OBJECTIVE: To determine whether a short interval between pregnancies is an
independent risk factor for adverse obstetric outcome. DESIGN: Retrospective
cohort study. SETTING: Scotland. SUBJECTS: 89 143 women having second births
in 1992-8 who conceived within five years of their first birth. MAIN OUTCOME
MEASURES: Intrauterine growth restriction (birth weight less than the 5th
centile for gestational age), extremely preterm birth (24-32 weeks),
moderately preterm birth (33-36 weeks), and perinatal death. RESULTS: Women
whose subsequent interpregnancy interval was less than six months were more
likely than other women to have had a first birth complicated by
intrauterine growth restriction (odds ratio 1.3, 95% confidence interval 1.1
to 1.5), extremely preterm birth (4.1, 3.2 to 5.3), moderately preterm birth
(1.5, 1.3 to 1.7), or perinatal death (24.4, 18.9 to 31.5).

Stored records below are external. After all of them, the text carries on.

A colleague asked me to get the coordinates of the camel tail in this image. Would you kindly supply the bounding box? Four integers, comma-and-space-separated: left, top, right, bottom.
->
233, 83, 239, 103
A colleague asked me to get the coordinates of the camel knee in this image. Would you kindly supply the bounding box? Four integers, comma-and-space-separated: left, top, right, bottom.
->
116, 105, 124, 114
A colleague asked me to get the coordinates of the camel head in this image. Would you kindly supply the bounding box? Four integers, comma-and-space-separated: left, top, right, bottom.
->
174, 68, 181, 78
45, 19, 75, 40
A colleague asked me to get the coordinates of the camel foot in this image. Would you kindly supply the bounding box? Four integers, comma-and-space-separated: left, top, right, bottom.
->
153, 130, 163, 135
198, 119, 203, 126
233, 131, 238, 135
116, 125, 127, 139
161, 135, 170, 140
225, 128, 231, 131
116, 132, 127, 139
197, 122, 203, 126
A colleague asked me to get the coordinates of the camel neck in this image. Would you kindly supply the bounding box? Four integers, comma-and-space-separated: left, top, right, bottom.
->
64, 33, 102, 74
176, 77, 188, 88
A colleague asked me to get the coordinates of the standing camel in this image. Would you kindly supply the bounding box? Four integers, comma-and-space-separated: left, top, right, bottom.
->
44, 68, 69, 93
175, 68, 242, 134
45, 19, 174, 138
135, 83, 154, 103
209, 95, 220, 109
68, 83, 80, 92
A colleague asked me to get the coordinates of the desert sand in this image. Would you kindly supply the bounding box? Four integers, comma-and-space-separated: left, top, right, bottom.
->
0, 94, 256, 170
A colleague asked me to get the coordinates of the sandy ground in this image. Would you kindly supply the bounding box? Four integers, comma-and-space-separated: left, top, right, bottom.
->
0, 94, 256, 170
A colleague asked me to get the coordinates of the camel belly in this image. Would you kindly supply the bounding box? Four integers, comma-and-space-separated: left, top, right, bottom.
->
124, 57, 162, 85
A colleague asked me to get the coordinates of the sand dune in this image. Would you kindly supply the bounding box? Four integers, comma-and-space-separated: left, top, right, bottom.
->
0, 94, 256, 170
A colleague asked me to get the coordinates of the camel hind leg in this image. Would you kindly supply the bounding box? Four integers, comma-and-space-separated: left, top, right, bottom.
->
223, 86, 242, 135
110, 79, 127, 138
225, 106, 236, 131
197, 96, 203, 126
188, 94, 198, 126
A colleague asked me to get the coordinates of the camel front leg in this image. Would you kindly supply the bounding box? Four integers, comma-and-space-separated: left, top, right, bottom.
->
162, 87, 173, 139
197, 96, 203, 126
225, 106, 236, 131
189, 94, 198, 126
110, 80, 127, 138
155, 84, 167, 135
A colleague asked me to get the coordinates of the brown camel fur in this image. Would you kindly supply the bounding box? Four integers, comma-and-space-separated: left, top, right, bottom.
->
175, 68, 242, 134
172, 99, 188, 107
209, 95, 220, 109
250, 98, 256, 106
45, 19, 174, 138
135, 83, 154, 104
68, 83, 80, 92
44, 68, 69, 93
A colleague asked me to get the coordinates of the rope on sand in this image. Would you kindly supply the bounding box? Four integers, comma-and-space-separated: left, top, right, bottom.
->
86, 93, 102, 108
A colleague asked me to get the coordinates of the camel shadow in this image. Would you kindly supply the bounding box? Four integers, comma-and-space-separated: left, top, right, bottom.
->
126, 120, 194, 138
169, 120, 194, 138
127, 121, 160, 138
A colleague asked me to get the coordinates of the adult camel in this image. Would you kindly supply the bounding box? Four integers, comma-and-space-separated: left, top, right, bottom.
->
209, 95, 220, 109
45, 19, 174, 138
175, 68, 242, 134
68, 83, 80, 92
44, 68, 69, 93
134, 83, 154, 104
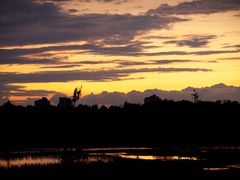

They were also
shorter, less likely to be married, and more likely to be aged less than 20
years at the time of the second birth, to smoke, and to live in an area of
high socioeconomic deprivation. When the outcome of the second birth was
analysed in relation to the preceding interpregnancy interval and the
analysis confined to women whose first birth was a term live birth (n = 69
055), no significant association occurred (adjusted for age, marital status,
height, socioeconomic deprivation, smoking, previous birth weight vigesimal,
and previous caesarean delivery) between interpregnancy interval and
intrauterine growth restriction or stillbirth. However, a short
interpregnancy interval (< 6 months) was an independent risk factor for
extremely preterm birth (adjusted odds ratio 2.2, 1.3 to 3.6), moderately
preterm birth (1.6, 1.3 to 2.0), and neonatal death unrelated to congenital
abnormality (3.6, 1.2 to 10.7). The adjusted attributable fractions for
these associations were 6.1%, 3.9%, and 13.8%. The associations were very
similar when the analysis was confined to married non-smokers aged 25 and
above. CONCLUSIONS: A short interpregnancy interval is an independent risk
factor for preterm delivery and neonatal death in the second birth.